Naquele 1o. de maio morreu Senna (publicado originalmente em 7/12/2010)
Dei um espaço entre os filmes 'que vendem ingresso' e aqueles de qualidade nesta semana. Vi o documentário 'Senna', sobre o melhor piloto de Fórmula 1 que o Brasil já produziu. E me desculpem, por favor, os fãs de Emerson Fittipaldi e Nelson Piquet, e tampouco os admiradores (há alguns?) de Felipe Massa e Rubens Barrichello. Dirigido por Asif Kapadia e rodado totalmente no Reino Unido, 'Senna' é didático e regular na trajetória do ídolo. Enfatiza bem os desentendimentos entre ele e Alain Prost, o piloto francês e maior rival. Trata-o como vilão e desonesto. Linear, a fita mostra imagens do namoro do brasileiro com as apresentadoras Xuxa (é o primeiro filme que vi com ela dotado de boa qualidade), Adriane Galisteu. Há também imagens raras de arquivo familiar, outras de bastidores das corridas, como as reuniões polêmicas feitas com pilotos e o então presidente da FIA (Federação Internacional de Automobilismo), Jean-Marie Balestre (francês como Prost – resultados são exibidos no longa, dando a entender que Ayrton Senna foi prejudicado várias vezes), antes de todas as provas.
Aos 38 anos, o londrino Kapadia acerta na maioria da realização. Foi boa a sacada de somente por a voz dos entrevistados, sem colocar as imagens. O modo 'escolar' de duração é mais um ponto positivo: a história começa em 1979, com Senna no kart, e termina em 1o. de maio de 1994, quando o piloto morre tragicamente em um acidente na pista de Ímola, Itália. Os depoimentos vão de Alain Prost, passando por Reginaldo Leme, até a irmã Viviane Senna e de comentaristas de Fórmula 1 da emissora de TV ESPN internacional. O documentário escancara, de forma reservada – estilo Senna – se é que isto é possível, a paixão incontrolável do brasileiro pelas vitórias. Há uma frase de Prost que descortina isto de maneira exemplar: 'Ele acha que nunca vai morrer e põe em risco os outros pilotos.' São mostrados ano a ano, 1985 a 94, as temporadas da F. 1: desde o início na fraca Toleman (na qual Senna conseguiu o inacreditável segundo lugar em Mônaco) até sua despedida nas estranhas corridas que fez pela Williams, já no ano de sua morte, onde ele não completou uma corrida sequer.

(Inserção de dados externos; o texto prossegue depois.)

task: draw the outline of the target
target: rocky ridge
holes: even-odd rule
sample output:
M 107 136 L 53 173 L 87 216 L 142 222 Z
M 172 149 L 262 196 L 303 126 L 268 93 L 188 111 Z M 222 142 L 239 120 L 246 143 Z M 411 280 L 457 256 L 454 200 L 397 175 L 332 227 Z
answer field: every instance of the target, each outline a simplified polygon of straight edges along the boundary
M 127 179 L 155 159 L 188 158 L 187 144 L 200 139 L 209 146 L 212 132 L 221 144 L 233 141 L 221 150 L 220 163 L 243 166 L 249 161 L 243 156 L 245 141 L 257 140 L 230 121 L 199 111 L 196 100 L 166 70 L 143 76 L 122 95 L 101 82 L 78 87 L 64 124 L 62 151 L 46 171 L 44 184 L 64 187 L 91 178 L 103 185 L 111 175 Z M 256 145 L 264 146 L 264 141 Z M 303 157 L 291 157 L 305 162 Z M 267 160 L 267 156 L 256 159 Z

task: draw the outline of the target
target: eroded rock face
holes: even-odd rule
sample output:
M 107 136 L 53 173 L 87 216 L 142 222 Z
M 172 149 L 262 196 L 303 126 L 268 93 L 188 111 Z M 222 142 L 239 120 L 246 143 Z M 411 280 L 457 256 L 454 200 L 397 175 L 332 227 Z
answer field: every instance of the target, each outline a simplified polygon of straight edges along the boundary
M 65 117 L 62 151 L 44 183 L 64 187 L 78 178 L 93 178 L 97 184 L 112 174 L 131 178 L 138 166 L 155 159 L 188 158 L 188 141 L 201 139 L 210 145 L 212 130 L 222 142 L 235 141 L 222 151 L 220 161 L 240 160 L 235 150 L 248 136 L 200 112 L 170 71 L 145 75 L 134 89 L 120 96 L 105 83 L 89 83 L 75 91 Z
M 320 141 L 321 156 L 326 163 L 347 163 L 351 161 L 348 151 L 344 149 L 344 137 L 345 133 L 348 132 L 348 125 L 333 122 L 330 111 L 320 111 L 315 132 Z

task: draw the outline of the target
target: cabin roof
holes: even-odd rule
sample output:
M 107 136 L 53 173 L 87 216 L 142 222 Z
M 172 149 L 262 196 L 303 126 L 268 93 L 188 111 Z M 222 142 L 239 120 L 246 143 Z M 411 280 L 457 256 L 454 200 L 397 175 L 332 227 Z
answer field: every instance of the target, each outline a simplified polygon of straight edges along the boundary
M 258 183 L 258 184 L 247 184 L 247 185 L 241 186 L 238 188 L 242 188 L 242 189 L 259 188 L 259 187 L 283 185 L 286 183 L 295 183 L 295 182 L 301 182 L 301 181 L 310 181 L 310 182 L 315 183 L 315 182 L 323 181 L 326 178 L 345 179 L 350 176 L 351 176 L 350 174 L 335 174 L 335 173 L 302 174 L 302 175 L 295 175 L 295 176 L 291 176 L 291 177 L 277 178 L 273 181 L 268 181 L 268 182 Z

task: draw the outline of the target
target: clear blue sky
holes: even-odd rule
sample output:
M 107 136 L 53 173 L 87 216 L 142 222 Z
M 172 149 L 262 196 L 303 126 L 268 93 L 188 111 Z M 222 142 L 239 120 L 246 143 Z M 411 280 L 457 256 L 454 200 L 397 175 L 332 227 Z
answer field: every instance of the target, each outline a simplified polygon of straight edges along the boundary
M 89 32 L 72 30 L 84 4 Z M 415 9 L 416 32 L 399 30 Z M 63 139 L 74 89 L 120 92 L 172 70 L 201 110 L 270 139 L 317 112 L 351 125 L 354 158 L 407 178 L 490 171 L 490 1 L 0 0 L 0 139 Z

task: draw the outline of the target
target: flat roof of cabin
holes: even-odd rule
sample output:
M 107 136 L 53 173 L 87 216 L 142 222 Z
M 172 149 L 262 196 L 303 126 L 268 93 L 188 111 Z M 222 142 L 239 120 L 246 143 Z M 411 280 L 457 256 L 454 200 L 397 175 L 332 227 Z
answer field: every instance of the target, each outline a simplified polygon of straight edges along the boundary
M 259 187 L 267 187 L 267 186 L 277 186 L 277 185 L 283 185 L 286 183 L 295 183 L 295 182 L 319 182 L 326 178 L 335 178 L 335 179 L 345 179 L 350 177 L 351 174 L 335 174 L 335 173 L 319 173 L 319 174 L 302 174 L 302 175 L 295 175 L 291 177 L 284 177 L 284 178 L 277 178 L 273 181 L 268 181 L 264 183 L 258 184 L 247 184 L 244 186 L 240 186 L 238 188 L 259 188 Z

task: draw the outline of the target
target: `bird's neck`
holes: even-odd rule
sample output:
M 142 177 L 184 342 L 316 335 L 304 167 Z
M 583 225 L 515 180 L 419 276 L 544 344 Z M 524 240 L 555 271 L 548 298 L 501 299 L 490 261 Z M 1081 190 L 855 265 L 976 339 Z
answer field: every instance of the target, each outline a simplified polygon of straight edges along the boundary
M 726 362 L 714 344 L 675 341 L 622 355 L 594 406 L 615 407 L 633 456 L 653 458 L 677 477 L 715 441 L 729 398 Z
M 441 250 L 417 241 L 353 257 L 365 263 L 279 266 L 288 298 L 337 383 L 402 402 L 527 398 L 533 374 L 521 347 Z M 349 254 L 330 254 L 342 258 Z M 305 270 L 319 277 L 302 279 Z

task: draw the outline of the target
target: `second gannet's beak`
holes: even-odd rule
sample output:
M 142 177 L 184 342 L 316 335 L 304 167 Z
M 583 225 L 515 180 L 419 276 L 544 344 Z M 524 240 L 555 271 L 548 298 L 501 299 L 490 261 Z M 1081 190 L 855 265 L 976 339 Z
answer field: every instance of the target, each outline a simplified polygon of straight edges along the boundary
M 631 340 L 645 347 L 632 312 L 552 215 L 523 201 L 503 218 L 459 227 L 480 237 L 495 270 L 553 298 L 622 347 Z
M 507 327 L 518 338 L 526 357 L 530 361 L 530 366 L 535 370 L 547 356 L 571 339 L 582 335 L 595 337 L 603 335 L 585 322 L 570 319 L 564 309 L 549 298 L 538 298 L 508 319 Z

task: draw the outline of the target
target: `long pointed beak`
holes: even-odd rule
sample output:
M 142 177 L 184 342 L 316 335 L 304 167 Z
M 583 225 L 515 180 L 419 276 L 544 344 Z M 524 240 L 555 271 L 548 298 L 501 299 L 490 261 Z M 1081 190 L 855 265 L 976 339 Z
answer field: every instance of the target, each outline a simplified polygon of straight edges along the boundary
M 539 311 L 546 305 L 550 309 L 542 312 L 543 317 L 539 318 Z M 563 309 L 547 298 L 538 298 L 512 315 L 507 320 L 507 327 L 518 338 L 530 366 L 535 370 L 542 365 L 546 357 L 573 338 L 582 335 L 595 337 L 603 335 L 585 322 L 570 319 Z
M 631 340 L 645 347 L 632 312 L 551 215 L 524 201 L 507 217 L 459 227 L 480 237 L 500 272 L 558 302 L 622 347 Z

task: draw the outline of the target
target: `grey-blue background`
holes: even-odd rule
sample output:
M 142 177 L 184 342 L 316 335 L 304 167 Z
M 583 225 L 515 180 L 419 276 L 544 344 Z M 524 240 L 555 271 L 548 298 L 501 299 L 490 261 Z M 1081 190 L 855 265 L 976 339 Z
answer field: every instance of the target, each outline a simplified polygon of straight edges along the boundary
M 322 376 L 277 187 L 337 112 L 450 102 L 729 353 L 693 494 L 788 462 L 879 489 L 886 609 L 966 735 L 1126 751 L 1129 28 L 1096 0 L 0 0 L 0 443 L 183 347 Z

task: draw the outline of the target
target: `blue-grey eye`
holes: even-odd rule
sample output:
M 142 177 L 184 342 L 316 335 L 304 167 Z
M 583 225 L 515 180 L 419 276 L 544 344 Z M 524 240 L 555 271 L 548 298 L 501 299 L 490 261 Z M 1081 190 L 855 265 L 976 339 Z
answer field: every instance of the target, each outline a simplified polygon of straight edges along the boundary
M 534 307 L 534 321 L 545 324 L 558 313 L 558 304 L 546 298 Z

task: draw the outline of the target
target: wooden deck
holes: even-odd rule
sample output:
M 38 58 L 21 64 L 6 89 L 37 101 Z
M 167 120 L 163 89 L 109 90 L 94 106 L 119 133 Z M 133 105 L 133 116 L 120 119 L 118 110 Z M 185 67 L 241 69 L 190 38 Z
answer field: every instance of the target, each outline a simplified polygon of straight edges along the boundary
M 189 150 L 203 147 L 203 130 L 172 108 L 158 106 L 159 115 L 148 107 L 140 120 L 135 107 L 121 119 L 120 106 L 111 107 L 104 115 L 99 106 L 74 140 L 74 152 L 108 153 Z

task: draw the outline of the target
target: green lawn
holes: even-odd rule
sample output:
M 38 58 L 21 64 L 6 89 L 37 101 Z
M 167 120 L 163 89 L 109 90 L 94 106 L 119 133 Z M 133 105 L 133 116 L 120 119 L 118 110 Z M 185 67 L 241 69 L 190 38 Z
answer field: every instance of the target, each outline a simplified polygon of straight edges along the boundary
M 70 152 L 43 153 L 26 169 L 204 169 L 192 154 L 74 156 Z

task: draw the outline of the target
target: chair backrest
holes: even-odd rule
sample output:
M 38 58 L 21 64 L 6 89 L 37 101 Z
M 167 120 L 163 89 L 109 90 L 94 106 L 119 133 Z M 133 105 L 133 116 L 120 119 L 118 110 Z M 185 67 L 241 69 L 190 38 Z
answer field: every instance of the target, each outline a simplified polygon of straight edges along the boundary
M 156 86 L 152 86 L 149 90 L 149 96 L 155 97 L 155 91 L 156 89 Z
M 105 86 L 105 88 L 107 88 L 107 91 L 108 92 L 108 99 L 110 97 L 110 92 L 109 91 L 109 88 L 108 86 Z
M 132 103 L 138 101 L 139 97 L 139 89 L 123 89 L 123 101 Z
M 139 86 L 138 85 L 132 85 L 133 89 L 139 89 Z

Sempre gosto de testar as pessoas perguntando a elas onde estavam ou o que faziam em alguma data. Quando questiono sobre o Dia do Trabalho de 1994 todos se recordam. Uns almoçavam, outros assistiam a prova deitados no sofá etc. Eu na época estava com 12 anos e me lembro do momento da batida de Ayrton Senna. Não dei importância porque não era fã de Fórmula 1 nem de Senna. Porém o instante em que foi anunciada a morte dele está até hoje em minha memória. Foi o repórter Roberto Cabrini no Fantástico da Globo, à noite, o responsável por nos informar: 'Morreu Ayrton Senna. Uma notícia que ninguém gostaria de dar. Morreu Ayrton Senna da Silva.' A frase foi exatamente esta. As homenagens ao atleta foram infinitas. De programas especiais até arquivos das emissoras revirados. A obra de Kapadia põe tudo isto na telona e é difícil segurar a emoção, principalmente quando o pai e a mãe dele, Milton e Neyde, surgem no velório. Incomensurável a perda, Senna é hoje ídolo eterno.